Nikolai Alexandrovich Demert (Russian: link=no|Николай Александрович Демерт, born January 1835 in the Chistopolsky Uyezd of Kazan Governorate, died 1 April 1876 in Moscow) was a Russian writer, journalist and publicist.[1] [2]

Biography

Born to a reasonably well-off landlord's family, Demert was a Kazan University's alumnus. In 1864 he moved to Moscow and there started to write for Moskovskiye Vedomosti and Razvlecheniye. Later in St. Petersburg he joined the staff of Sankt-Peterburgskie Vedomosti, then edited by Evgeny Korsh, to take upon himself the News from Province section. "Demert's lively humour, his original mindset, his hilarious and at the same time rather bizarre way of writing" (according to the B&E Dictionary) has brought him to the attention of first Vasily Kurochkin, then Iskra magazine, which he soon became the major contributor to. In 1867 in Nevsky Sbornik the first chapters of the novel Black Soil Powers were published, but it remained unfinished.
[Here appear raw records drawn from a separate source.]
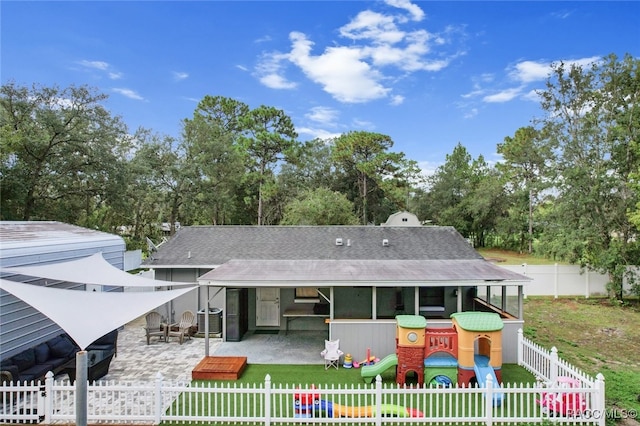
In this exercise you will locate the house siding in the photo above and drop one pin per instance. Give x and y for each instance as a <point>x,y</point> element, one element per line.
<point>33,243</point>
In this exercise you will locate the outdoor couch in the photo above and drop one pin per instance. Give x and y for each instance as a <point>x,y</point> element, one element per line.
<point>52,355</point>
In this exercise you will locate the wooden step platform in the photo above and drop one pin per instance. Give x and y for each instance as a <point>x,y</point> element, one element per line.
<point>219,368</point>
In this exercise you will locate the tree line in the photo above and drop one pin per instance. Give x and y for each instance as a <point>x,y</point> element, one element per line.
<point>567,187</point>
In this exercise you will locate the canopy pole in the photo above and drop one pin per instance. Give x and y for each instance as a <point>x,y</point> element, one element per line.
<point>206,327</point>
<point>81,388</point>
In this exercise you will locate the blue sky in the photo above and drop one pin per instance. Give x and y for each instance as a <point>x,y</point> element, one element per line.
<point>430,74</point>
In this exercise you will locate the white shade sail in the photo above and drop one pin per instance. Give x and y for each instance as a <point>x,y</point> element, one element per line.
<point>85,315</point>
<point>90,270</point>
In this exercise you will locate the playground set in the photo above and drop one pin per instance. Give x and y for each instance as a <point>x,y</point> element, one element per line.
<point>469,350</point>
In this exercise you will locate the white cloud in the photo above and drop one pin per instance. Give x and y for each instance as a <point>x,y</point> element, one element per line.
<point>180,75</point>
<point>562,14</point>
<point>340,70</point>
<point>99,65</point>
<point>530,71</point>
<point>416,13</point>
<point>323,115</point>
<point>362,124</point>
<point>471,113</point>
<point>275,81</point>
<point>131,94</point>
<point>378,28</point>
<point>532,95</point>
<point>397,100</point>
<point>365,68</point>
<point>270,71</point>
<point>503,96</point>
<point>314,133</point>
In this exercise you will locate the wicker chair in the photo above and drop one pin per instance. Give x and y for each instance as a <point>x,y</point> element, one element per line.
<point>154,327</point>
<point>182,329</point>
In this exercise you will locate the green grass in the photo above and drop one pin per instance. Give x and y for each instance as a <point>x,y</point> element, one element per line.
<point>595,335</point>
<point>504,257</point>
<point>303,375</point>
<point>306,376</point>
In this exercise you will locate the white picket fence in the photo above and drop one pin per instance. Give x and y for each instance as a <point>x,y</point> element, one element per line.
<point>379,403</point>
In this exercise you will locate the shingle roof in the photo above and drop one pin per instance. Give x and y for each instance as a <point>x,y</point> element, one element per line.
<point>338,273</point>
<point>210,246</point>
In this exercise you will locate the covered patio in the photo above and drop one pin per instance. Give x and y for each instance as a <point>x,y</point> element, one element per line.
<point>341,284</point>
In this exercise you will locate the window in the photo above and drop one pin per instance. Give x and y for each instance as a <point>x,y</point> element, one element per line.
<point>306,295</point>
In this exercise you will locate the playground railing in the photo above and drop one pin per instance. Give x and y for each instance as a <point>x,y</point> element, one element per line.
<point>268,404</point>
<point>546,365</point>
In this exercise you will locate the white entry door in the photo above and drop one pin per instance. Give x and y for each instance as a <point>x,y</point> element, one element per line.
<point>267,307</point>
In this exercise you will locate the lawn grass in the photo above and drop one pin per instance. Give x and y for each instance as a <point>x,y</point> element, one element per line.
<point>505,257</point>
<point>307,375</point>
<point>597,336</point>
<point>341,386</point>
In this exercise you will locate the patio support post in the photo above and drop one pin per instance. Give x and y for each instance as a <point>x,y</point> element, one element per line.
<point>267,400</point>
<point>504,298</point>
<point>81,388</point>
<point>332,302</point>
<point>378,400</point>
<point>206,326</point>
<point>520,301</point>
<point>488,400</point>
<point>46,392</point>
<point>158,399</point>
<point>374,302</point>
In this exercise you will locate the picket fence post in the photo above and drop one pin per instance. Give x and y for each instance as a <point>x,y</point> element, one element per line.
<point>488,400</point>
<point>378,400</point>
<point>158,399</point>
<point>46,392</point>
<point>601,402</point>
<point>267,400</point>
<point>553,365</point>
<point>520,348</point>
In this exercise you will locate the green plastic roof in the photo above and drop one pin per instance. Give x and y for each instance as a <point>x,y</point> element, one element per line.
<point>411,321</point>
<point>478,321</point>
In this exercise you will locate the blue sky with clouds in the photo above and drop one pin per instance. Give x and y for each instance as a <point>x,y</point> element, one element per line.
<point>429,74</point>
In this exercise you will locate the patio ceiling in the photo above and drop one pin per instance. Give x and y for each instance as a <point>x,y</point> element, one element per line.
<point>358,273</point>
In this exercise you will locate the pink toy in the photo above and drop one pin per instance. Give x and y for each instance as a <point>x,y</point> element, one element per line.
<point>564,403</point>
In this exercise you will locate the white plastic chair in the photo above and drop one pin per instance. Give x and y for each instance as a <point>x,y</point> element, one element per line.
<point>331,353</point>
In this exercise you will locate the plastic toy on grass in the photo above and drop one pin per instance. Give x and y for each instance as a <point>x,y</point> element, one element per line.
<point>370,360</point>
<point>348,361</point>
<point>306,403</point>
<point>564,403</point>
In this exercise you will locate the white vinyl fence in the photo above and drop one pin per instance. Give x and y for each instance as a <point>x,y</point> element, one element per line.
<point>563,280</point>
<point>379,403</point>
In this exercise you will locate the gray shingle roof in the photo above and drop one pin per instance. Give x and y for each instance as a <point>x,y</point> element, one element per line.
<point>210,246</point>
<point>294,273</point>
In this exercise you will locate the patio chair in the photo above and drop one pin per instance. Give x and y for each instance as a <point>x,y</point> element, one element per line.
<point>182,329</point>
<point>331,353</point>
<point>154,327</point>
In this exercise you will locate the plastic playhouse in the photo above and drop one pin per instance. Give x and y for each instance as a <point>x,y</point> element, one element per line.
<point>469,350</point>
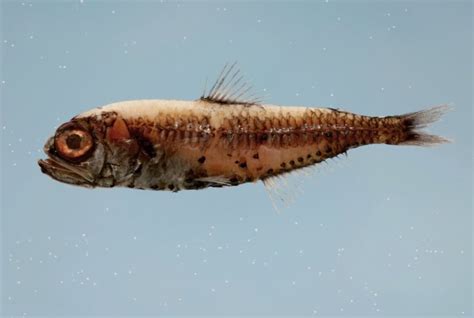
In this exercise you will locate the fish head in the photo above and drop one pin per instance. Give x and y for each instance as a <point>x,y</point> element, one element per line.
<point>92,151</point>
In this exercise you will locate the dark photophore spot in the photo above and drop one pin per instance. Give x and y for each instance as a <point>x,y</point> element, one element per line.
<point>73,141</point>
<point>146,146</point>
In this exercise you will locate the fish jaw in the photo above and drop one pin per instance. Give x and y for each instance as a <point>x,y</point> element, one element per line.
<point>61,173</point>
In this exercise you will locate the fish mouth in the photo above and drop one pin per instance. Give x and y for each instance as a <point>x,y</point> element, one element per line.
<point>65,172</point>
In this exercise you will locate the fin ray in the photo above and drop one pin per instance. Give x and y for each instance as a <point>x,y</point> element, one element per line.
<point>229,88</point>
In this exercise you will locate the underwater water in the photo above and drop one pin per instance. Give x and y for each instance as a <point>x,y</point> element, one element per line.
<point>385,231</point>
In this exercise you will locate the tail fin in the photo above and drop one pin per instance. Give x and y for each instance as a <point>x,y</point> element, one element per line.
<point>414,122</point>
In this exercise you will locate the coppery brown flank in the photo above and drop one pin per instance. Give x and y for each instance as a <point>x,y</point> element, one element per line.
<point>239,136</point>
<point>223,139</point>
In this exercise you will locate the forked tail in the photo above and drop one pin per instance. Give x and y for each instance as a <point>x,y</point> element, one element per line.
<point>407,129</point>
<point>413,123</point>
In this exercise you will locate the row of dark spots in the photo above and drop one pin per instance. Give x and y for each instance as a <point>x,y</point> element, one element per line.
<point>309,157</point>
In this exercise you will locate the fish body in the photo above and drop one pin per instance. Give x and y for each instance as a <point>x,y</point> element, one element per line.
<point>214,141</point>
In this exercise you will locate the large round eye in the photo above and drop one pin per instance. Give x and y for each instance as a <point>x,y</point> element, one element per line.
<point>73,144</point>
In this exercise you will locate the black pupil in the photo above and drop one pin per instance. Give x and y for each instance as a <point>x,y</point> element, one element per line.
<point>73,141</point>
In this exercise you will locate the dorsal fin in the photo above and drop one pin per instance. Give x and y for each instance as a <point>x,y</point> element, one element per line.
<point>230,88</point>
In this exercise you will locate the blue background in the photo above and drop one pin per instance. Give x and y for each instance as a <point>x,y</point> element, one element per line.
<point>387,230</point>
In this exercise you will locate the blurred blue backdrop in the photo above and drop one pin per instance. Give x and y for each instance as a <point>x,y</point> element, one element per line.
<point>386,231</point>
After a year spent in the Russian province where he worked as a teacher, Demert returned to St. Petersburg and resumed writing for Iskra, Otechestvennye Zapiski, Nedelya and, since 1874, for Birzhevyie Vedomosti where he soon became the Internal Affairs section editor.[1]

Demert's major claim to fame proved to be the provincial chronicles Our Internal Affairs (Наши внутренние дела) published monthly in Otechestvennye Zapiski. This peak of his writing career, though, did not last long. Years of alcohol abuse started to tell on his physical and mental health. In March 1876 for no apparent reason he arrived to Moscow and, after a night spent in a hotel, was "found on the street with all the symptoms of mental derangement" and sent to a police hospital. There he died on 1 April, to be interred in a Vagankovo common grave, the exact location of which has never been identified.[2]